My children and I are preparing to plant our first vegetable garden. Since we live in Arizona, September is prime planting season for a variety of veggies and although I have a brown thumb, we are going to do our best to succeed at container veggie gardening.
In preparation for our first garden, I’ve been reading everything I can get my hands on regarding gardening. Today, I came across a report from Gardenburger’s Community Garden Grants Program. The program recently awarded 14 nonprofit organizations grant funding to either create or maintain a community gardening project.
“According to the National Gardening Association, the average family can grow $600 worth of vegetables with just a $70 investment. However, those who live in urban areas and don't have access to their own land cannot take advantage of this money-saving activity.” Source: PR Newswire
I love reading about urban gardening programs. Just last week I shared Growing Home’s story. Growing Home is an Illinois-based nonprofit that operates several urban organic farms in the Chicago area. In addition to providing fresh, organic product to neighborhood residents, the program also provides green jobs training to homeless and low-income individuals.
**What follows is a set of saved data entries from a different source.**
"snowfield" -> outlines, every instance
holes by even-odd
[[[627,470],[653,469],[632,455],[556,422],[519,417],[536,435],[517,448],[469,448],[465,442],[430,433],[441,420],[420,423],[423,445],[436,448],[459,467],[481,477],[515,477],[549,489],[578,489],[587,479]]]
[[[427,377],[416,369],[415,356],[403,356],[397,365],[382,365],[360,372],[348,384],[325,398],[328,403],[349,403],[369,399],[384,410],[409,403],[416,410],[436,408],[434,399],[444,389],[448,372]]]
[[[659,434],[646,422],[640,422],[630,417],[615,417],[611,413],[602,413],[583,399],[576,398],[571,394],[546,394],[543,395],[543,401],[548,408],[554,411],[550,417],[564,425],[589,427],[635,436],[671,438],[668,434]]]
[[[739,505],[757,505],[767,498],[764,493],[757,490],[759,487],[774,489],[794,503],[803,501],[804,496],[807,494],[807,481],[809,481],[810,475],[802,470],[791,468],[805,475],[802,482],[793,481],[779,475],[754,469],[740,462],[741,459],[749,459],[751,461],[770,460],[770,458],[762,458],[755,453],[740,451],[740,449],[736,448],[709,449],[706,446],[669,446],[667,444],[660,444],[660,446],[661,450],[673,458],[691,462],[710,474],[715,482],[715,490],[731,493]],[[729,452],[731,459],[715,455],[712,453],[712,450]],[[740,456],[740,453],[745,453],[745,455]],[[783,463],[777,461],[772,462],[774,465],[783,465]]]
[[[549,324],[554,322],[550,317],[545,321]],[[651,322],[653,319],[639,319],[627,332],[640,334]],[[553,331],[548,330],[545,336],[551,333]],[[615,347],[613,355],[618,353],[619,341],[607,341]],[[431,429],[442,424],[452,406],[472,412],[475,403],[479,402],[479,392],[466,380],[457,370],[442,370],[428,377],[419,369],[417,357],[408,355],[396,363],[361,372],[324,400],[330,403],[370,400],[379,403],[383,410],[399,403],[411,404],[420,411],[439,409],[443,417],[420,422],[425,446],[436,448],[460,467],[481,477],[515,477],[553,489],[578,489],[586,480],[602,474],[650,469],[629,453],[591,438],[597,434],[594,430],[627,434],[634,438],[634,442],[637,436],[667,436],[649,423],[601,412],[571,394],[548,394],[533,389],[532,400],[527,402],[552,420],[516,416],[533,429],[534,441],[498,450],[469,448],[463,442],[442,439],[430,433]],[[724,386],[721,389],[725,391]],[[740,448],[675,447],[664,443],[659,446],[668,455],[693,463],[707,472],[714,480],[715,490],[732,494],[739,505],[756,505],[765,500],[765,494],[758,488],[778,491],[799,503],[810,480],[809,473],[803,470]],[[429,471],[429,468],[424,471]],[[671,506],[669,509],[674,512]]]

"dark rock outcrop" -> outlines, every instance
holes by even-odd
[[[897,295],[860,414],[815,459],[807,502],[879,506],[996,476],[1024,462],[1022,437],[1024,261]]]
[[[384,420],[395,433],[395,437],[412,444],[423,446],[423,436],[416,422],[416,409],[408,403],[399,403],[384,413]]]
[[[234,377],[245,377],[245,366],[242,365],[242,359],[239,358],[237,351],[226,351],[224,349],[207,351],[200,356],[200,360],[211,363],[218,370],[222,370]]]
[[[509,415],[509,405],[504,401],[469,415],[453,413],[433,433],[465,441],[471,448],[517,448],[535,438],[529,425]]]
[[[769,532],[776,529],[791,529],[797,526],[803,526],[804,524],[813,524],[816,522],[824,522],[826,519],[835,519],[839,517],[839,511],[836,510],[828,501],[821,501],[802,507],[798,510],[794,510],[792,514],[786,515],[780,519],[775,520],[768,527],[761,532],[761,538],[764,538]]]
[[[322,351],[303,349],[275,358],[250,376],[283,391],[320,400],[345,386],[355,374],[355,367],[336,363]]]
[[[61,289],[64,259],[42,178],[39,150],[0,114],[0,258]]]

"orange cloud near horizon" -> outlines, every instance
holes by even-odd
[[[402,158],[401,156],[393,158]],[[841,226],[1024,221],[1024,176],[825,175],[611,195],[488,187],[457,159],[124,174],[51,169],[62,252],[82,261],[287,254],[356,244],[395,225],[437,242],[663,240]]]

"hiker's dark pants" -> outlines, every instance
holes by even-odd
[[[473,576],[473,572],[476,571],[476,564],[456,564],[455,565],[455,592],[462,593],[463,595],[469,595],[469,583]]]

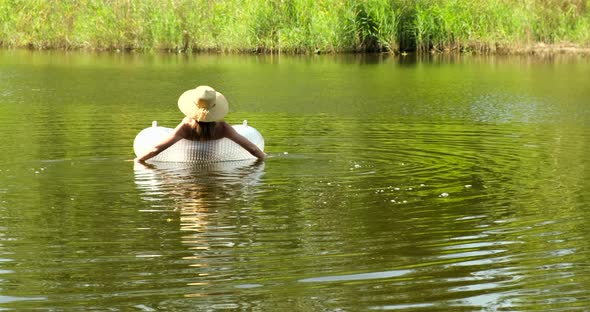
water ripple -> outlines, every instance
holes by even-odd
[[[587,62],[23,53],[0,72],[2,309],[590,306]],[[270,157],[133,168],[197,80]]]

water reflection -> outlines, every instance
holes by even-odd
[[[589,306],[587,60],[0,57],[6,307]],[[131,171],[197,80],[281,156]]]
[[[257,160],[135,164],[135,183],[142,199],[151,203],[151,209],[143,212],[173,207],[179,214],[180,239],[189,251],[181,260],[191,268],[194,276],[185,278],[186,285],[198,287],[196,292],[186,293],[186,297],[207,296],[213,292],[208,285],[235,278],[233,274],[238,270],[228,259],[239,258],[233,249],[239,247],[236,245],[245,224],[239,219],[248,218],[245,210],[255,208],[264,166],[264,162]],[[161,201],[172,202],[172,205],[162,205]],[[232,203],[239,203],[239,210],[234,210]],[[257,286],[238,284],[235,287]],[[234,292],[231,289],[220,291],[219,285],[211,285],[211,288],[215,288],[215,295]]]
[[[264,165],[256,160],[134,164],[135,183],[144,200],[161,200],[166,195],[187,206],[208,205],[220,197],[241,197],[248,193],[249,188],[260,183]]]

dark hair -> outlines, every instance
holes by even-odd
[[[195,121],[191,125],[193,131],[191,131],[190,139],[196,141],[213,140],[215,126],[217,126],[216,122]]]

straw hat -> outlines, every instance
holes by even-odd
[[[228,107],[225,96],[209,86],[185,91],[178,98],[180,111],[196,121],[220,121],[227,114]]]

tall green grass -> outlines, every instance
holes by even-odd
[[[0,45],[228,52],[590,46],[590,0],[0,0]]]

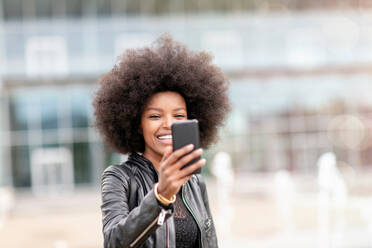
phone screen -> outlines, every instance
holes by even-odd
[[[172,144],[173,151],[178,150],[186,145],[193,144],[194,150],[199,148],[199,124],[197,120],[186,120],[177,121],[172,124]],[[200,157],[193,159],[187,163],[184,167],[189,166]],[[183,167],[183,168],[184,168]],[[194,171],[193,173],[200,173],[201,169]]]

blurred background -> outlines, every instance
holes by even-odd
[[[103,247],[99,76],[168,32],[233,111],[206,152],[221,247],[372,247],[372,1],[0,0],[0,247]]]

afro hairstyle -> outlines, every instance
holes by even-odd
[[[149,98],[174,91],[186,102],[189,119],[199,121],[200,146],[217,141],[218,127],[231,110],[229,81],[206,52],[190,51],[168,34],[150,47],[126,50],[104,74],[93,99],[95,123],[104,142],[117,152],[144,152],[139,133]]]

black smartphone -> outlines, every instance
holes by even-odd
[[[172,123],[172,144],[173,144],[173,151],[180,149],[189,144],[194,145],[194,150],[199,148],[199,123],[198,120],[185,120],[185,121],[177,121]],[[192,152],[192,151],[191,151]],[[189,166],[196,161],[198,161],[200,157],[193,159],[192,161],[185,164],[182,168]],[[197,169],[193,172],[193,174],[197,174],[201,172],[201,168]]]

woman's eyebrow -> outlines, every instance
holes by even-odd
[[[160,112],[163,111],[161,108],[154,108],[154,107],[146,108],[146,110],[155,110],[155,111],[160,111]]]
[[[163,109],[161,109],[161,108],[155,108],[155,107],[148,107],[148,108],[146,108],[146,111],[149,111],[149,110],[155,110],[155,111],[163,112]],[[186,109],[184,107],[179,107],[179,108],[173,109],[173,111],[178,111],[178,110],[186,110]]]
[[[184,107],[180,107],[180,108],[175,108],[173,109],[173,111],[178,111],[178,110],[186,110]]]

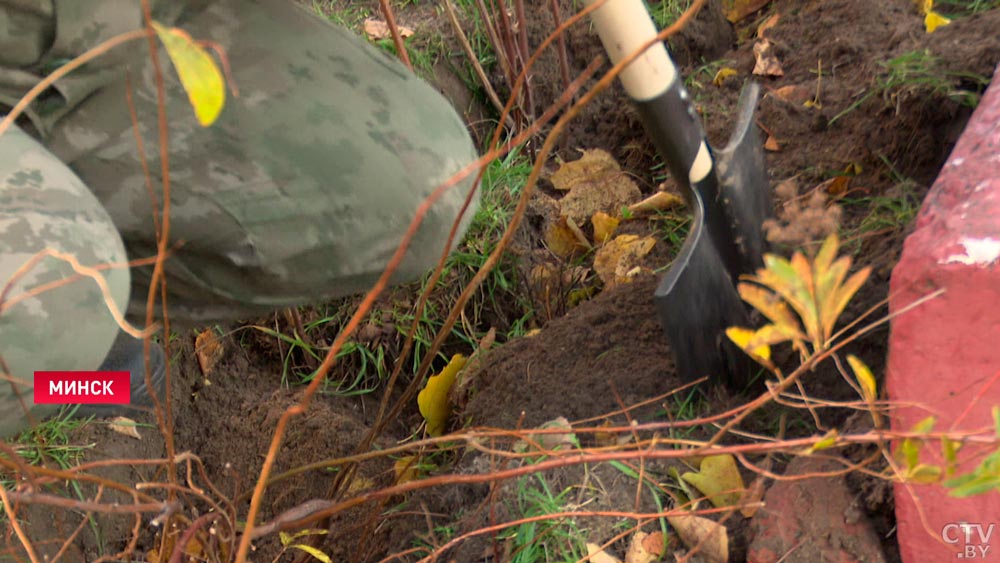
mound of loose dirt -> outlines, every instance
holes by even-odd
[[[470,385],[465,418],[477,426],[534,428],[560,416],[610,413],[677,387],[655,288],[652,277],[615,287],[537,335],[496,349]]]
Nonprofit organizations in 10 states received grants ranging from $1,262 to $10,000 for their community gardening projects. FOCUS Churches of Albany (New York) received the smallest grant, $1,262. However, the nonprofit will be able to add 100 families to their “Garden in a Bucket” program with this money.
The United Teen Equality Center in Lowell, MA received the maximum grant amount available, $10,000. With this grant money, the organization will be training youth to not only operate the urban farm, but to sell the products at a local farmers market. This is just another example of how urban farming projects can be combined with green jobs training to provide a pathway out of poverty for citizens of our nation.